2026年4月10日、韓国・イーデイリーは「半導体エンジニアの『成果給10億ウォン(約1億円)時代』が現実味を帯びてきている」と伝えた。サムスン電子とSKハイニックスの来年度の合算営業利益が1000兆ウォンに迫るとの見通しが出るなか、両社とも破格の報酬案を打ち出しているという。

同紙がグローバル投資銀行の見通しでは、来年のSKハイニックスの営業利益は447兆ウォンで、これを基に従業員の成果給を推計した結果、1人当たりの平均支給額は12億9000万ウォンに上った。

SKハイニックスは昨年の労使交渉で、営業利益の10%を超過利益分配金(Profit-sharing、PS)の財源として活用することを決め、『基本給の1000%』という従来の支給上限を撤廃した。来年、447兆ウォンの営業利益を達成した場合、PS財源は44兆7000億ウォンに達する。昨年末時点の全従業員数約3万4500人で単純計算すると、1人当たり12億9000万ウォンの支給となる。今年の営業利益も200兆ウォンに迫ると予想されており、1人当たり平均5億8000万ウォン水準のPSが事実上、確定している。

サムスン電子はまだ労使合意には至っていないものの、最近の交渉では営業利益の10%以上を成果給財源とする案を提示し、業界を驚かせた。年俸の最大50%まで支給していた現行の超過利益成果給(Overall Performance Incentive、OPI)の上限を大きく上回る「特別報酬」を実施することになる。来年の営業利益見通し477兆ウォンを基準にすると、財源は少なくとも約50兆ウォン規模。国内従業員数(約12万8500人)基準で、1人当たり平均約3億9000万ウォンを受け取れる計算だ。
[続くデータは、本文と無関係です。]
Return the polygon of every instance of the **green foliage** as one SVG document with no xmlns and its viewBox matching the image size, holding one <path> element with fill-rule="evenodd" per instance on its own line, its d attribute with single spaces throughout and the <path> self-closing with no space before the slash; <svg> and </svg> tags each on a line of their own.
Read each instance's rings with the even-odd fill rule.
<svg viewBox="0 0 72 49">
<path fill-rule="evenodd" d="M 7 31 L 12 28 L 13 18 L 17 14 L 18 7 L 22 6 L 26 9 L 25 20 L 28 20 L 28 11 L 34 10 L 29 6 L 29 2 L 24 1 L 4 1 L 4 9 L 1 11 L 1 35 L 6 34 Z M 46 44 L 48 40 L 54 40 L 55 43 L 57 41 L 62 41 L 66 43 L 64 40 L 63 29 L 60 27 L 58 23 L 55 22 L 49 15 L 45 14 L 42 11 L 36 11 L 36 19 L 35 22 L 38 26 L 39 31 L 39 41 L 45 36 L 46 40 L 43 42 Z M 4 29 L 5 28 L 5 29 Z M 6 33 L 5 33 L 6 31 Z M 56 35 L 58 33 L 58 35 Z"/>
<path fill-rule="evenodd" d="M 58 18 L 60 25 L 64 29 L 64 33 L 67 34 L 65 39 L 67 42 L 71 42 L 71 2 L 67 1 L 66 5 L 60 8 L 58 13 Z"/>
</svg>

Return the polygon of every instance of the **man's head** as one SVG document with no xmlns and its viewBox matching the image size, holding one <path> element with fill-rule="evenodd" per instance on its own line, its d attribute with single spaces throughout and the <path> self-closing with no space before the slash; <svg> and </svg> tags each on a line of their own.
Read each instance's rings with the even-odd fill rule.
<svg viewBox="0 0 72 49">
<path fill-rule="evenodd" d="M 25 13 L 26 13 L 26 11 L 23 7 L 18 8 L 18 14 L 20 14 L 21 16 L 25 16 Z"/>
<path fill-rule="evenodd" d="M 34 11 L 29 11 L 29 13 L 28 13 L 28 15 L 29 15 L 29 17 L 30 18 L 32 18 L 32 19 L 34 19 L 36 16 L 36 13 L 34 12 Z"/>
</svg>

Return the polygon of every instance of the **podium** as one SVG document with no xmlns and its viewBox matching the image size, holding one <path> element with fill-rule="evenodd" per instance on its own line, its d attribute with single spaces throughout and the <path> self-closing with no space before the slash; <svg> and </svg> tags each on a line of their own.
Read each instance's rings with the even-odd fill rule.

「成果給億万長者」を生み出す破格の報酬について、業界は「グローバル人材競争を生き抜くための生存戦略」だとみているという。NVIDIA、アップル、TSMCなど競合社に人材を奪われないよう、世界水準の報酬を本格化させているとの説明だ。

この記事に、韓国のネットユーザーからは「うらやましいな」「両社の従業員の皆さん、おめでとう」「医者より理工系を選ぶ人が増えてこそ、国も個人も豊かになる」「開業医ばかりがもうけるのではなく、理工系がもうかるようになれば国が発展する」「でもそんなの本当に実現されるのか?」「いい現象だよね。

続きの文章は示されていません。